Behind each end in the North Stand or Kop, you pay £44-£55 for a Category A game, £33-£46 for Category C, with discounts all the way down to £8-£12 for the under-12s to see a Category C game there.
what to buy
Shirts, kits, merchandise and gifts
Facing the Holiday Inn Express hotel, the Foxes Fanstore (Mon-Fri 1oam-7pm, Sat 9am-5pm, Sun 10am-4pm, match days) stocks souvenir T-shirts celebrating the club’s immediate promotion of 2024, The Incredible and Romantic Leicester City, the story of the 2015-16 title run through the eyes of lifelong fan Graeme Norris, and a whole range of retro tops, including the green-with-yellow-pinstripes away number from the Gary Lineker era.
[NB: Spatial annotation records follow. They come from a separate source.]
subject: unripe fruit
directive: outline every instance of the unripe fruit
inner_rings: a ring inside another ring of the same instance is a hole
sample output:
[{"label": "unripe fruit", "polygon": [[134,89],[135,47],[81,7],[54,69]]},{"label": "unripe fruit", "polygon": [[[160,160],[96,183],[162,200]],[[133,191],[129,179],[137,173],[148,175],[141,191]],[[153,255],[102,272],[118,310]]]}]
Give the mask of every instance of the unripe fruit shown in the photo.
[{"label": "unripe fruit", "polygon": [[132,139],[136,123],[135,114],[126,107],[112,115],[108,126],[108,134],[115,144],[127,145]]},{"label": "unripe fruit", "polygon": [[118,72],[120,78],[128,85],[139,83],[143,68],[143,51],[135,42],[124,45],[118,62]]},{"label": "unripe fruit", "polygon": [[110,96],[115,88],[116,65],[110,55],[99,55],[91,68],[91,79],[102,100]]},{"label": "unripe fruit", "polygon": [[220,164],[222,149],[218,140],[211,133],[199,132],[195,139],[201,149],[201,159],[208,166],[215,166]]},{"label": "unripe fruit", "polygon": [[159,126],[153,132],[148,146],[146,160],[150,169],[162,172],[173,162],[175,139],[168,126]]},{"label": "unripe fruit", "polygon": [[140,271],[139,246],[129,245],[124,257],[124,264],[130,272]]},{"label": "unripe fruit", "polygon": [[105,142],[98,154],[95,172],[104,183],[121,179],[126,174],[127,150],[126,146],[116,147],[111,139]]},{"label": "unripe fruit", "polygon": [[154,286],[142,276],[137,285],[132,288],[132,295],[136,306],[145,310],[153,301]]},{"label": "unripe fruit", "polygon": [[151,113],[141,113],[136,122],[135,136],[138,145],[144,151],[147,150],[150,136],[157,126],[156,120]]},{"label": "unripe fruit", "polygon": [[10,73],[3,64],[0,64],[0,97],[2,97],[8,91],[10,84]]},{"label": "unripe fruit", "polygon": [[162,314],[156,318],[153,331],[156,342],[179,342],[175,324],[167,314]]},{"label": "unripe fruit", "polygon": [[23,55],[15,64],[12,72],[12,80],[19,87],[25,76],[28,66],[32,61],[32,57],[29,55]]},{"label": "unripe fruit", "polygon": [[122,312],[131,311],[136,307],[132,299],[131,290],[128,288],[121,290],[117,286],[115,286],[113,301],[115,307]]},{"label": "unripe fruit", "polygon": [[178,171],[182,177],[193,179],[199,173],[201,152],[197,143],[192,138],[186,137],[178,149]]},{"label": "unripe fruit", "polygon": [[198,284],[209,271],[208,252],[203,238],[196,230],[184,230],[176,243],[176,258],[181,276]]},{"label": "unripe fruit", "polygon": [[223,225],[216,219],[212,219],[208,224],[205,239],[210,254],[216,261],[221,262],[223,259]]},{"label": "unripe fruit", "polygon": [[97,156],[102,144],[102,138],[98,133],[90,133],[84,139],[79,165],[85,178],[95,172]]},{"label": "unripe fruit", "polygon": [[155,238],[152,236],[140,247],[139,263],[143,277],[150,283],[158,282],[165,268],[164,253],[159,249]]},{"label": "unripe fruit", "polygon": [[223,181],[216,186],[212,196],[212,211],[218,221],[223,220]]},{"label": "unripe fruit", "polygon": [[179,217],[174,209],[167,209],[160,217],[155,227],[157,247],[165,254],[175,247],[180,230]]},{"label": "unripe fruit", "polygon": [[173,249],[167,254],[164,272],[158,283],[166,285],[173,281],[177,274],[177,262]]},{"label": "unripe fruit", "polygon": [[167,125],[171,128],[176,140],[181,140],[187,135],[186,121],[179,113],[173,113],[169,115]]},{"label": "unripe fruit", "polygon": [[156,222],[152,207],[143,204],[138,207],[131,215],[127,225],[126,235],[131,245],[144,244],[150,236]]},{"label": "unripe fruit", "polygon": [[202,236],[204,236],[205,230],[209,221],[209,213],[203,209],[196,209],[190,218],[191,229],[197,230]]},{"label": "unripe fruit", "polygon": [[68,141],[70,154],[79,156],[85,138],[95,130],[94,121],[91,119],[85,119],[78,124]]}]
The first Leicester shirt to sport a sponsor’s name and the running fox logo, it features the name of long-lost brewers Ind Coope. What could be more retro than Ind Coope?
The home shirt for 2024-25 puts blue to the fore, only the sponsor’s name, badge and adidas three stripes in white – apart from a stylish semi-circle of gold around the V-neck collar. Away is… OK, away is different, let’s say, an explosion of pink and yellow around a black background. Not something you could see Frank Worthington wearing. The third kit is a reverse of the home one, mainly white with blue markings.
Where to Drink
Pre-match beers for fans and casual visitors
In the same building as the Holiday Inn Express hotel by the ground, the Fox & Soar opens match days for LCFC fans for two hours before and after the game.
Across the road, season-ticket holders crowd into the 1984 Sports Bar, beside the match-day ticket office.
Beyond, bars near here and the former Filbert Street site fill with home fans on match days. This is certainly true of the F Bar tucked away on Walnut Street and the Symphony Rooms on Burnmoor Street, an events-based venue hired out for weddings and open for Leicester supporters on match days.
Off Aylestone Road in a complex of leisure and retail outlets, Local Hero is a grill pub favoured by home fans while behind on Almond Road, The Counting House is the main pub used by away fans, sport-focused with a hearty kitchen.